Single-color hybridization microarray experiments for miRome were performed with 100 ng total RNA/sample labeled with Cyanine(Cy)-3 dye using the microRNA Complete Labeling System & Hyb Kit (Agilent Technologies). Cy3-labeled RNA was hybridized to the Human microRNA microarray Version 3 from the Sanger database v12.0 (Agilent Technologies).
GEP was performed using the Whole Human Genome (4x44K) oligo microarray platform (Agilent Technologies) as previously described [28, 29]. Microarray slides were analyzed with an Agilent Microarray Scanner (Agilent Technologies).
The hybridization signal values for the multiple probes were obtained with the use of Agilent Feature Extraction Software 10.7.3 (Agilent Technologies). Microarray data are available in Gene Expression Omnibus (GEO; http://www.ncbi.nlm.nih.gov/geo/) under accession number GSE52776.

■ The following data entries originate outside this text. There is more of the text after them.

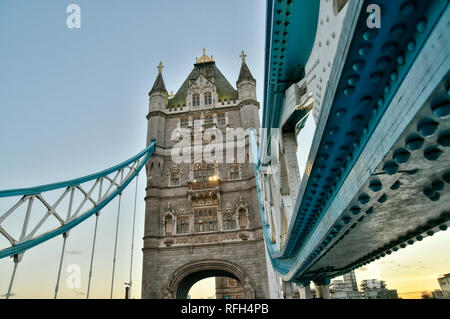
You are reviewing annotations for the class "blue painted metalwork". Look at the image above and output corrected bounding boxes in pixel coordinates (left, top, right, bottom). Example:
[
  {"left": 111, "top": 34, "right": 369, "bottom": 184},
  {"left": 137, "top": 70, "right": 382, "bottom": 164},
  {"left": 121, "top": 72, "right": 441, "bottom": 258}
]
[
  {"left": 0, "top": 142, "right": 155, "bottom": 198},
  {"left": 255, "top": 0, "right": 448, "bottom": 280},
  {"left": 262, "top": 0, "right": 319, "bottom": 152},
  {"left": 0, "top": 141, "right": 156, "bottom": 259}
]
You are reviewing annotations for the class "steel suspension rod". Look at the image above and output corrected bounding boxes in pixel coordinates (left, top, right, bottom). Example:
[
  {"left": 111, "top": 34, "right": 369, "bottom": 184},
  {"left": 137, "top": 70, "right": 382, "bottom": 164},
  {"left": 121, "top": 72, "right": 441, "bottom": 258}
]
[
  {"left": 128, "top": 174, "right": 139, "bottom": 299},
  {"left": 6, "top": 255, "right": 19, "bottom": 299},
  {"left": 110, "top": 193, "right": 122, "bottom": 299}
]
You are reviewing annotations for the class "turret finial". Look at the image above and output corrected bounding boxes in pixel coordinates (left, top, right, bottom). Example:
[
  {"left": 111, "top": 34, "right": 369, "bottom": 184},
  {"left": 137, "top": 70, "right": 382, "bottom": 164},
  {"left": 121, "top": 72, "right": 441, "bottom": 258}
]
[
  {"left": 195, "top": 48, "right": 214, "bottom": 64},
  {"left": 157, "top": 61, "right": 164, "bottom": 73},
  {"left": 240, "top": 50, "right": 247, "bottom": 63}
]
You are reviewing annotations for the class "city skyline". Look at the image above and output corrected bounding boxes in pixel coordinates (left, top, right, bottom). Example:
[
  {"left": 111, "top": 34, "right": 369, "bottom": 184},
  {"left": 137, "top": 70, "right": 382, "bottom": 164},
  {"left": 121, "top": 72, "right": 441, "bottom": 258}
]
[{"left": 0, "top": 0, "right": 450, "bottom": 298}]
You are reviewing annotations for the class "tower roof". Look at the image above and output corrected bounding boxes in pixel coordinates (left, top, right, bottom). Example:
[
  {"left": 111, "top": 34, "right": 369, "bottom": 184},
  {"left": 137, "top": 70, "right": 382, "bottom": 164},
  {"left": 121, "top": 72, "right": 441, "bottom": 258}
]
[
  {"left": 168, "top": 61, "right": 238, "bottom": 106},
  {"left": 236, "top": 51, "right": 256, "bottom": 85},
  {"left": 148, "top": 62, "right": 167, "bottom": 95}
]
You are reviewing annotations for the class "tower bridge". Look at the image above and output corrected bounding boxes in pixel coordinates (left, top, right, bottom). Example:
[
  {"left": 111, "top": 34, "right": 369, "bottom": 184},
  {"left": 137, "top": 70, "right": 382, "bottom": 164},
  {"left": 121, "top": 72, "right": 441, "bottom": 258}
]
[{"left": 0, "top": 0, "right": 450, "bottom": 298}]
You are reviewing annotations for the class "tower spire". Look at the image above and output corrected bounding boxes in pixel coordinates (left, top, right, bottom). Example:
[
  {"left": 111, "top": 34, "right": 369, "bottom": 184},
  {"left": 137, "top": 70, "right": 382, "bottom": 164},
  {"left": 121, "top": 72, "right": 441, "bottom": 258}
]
[
  {"left": 236, "top": 50, "right": 256, "bottom": 86},
  {"left": 157, "top": 61, "right": 164, "bottom": 73},
  {"left": 239, "top": 50, "right": 247, "bottom": 64},
  {"left": 148, "top": 61, "right": 167, "bottom": 95}
]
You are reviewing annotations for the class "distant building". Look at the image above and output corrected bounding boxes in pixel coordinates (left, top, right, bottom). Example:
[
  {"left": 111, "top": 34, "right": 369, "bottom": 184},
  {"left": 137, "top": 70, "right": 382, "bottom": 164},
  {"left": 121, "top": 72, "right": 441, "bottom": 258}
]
[
  {"left": 361, "top": 279, "right": 398, "bottom": 299},
  {"left": 438, "top": 273, "right": 450, "bottom": 292},
  {"left": 433, "top": 273, "right": 450, "bottom": 299},
  {"left": 330, "top": 280, "right": 362, "bottom": 299},
  {"left": 216, "top": 277, "right": 245, "bottom": 299},
  {"left": 344, "top": 270, "right": 358, "bottom": 291}
]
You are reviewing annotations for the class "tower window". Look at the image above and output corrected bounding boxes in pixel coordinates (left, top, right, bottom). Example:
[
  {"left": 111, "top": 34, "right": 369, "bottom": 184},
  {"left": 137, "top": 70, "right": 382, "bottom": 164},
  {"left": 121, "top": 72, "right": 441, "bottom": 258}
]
[
  {"left": 194, "top": 207, "right": 217, "bottom": 233},
  {"left": 205, "top": 92, "right": 212, "bottom": 105},
  {"left": 192, "top": 93, "right": 200, "bottom": 106},
  {"left": 333, "top": 0, "right": 348, "bottom": 15},
  {"left": 239, "top": 208, "right": 247, "bottom": 228},
  {"left": 177, "top": 216, "right": 189, "bottom": 234},
  {"left": 205, "top": 115, "right": 213, "bottom": 125},
  {"left": 164, "top": 215, "right": 173, "bottom": 235},
  {"left": 194, "top": 163, "right": 215, "bottom": 182},
  {"left": 230, "top": 165, "right": 239, "bottom": 179},
  {"left": 217, "top": 114, "right": 225, "bottom": 126},
  {"left": 170, "top": 171, "right": 180, "bottom": 186},
  {"left": 223, "top": 212, "right": 236, "bottom": 230}
]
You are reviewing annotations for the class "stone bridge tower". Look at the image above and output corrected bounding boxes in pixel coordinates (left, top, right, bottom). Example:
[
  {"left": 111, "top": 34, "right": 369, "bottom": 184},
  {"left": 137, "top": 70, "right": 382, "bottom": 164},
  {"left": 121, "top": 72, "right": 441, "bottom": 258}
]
[{"left": 142, "top": 49, "right": 269, "bottom": 298}]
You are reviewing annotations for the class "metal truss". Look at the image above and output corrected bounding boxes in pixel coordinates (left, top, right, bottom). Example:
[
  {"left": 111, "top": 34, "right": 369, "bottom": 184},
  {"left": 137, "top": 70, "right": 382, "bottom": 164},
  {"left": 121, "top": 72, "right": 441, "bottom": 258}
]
[{"left": 0, "top": 142, "right": 155, "bottom": 259}]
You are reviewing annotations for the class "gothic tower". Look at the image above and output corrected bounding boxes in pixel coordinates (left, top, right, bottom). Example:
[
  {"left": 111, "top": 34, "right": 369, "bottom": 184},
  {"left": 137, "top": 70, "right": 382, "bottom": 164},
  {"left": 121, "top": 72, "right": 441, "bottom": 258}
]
[{"left": 142, "top": 49, "right": 269, "bottom": 298}]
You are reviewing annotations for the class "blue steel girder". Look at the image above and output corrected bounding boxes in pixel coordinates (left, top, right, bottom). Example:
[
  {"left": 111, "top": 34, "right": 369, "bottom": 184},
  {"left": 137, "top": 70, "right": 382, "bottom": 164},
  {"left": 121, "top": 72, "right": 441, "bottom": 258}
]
[
  {"left": 255, "top": 0, "right": 448, "bottom": 280},
  {"left": 262, "top": 0, "right": 319, "bottom": 152},
  {"left": 0, "top": 141, "right": 155, "bottom": 259}
]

Bioinformatics analyses were performed using GeneSpringGX 11.5 (Agilent Technologies). Results were visualized by hierarchical clustering applying Ward’s method with Euclidean distance.
The specific targets for miR-132 targets were identified by taking advantage of the following five datasets for putative microRNA targets: i) GSEA (http://www.broadinstitute.org/gsea/msigdb/cards/GACTGTT,MIR-212,MIR-132.html); ii) microRNA (http://www.microrna.org/microrna/home.do); iii) miRDB (http://mirdb.org/miRDB/index.html); iv) Targetscan (http://www.targetscan.org/vert_50/); v) DIANA ( ). In particular, among 959 putative miR-132 target genes overall comprised in the above quoted five datasets (Table S5), we selected those shared by at least three out of five datasets; this resulted in the identification of 167 putative miR-132 target genes that were up-loaded to the Gene Set Enrichment Analysis (GSEA) software , for subsequent analyses (Table S5). Further details are provided in Supplementary Information.
Quantitative-real-time polymerase chain reactions (qRT-PCR)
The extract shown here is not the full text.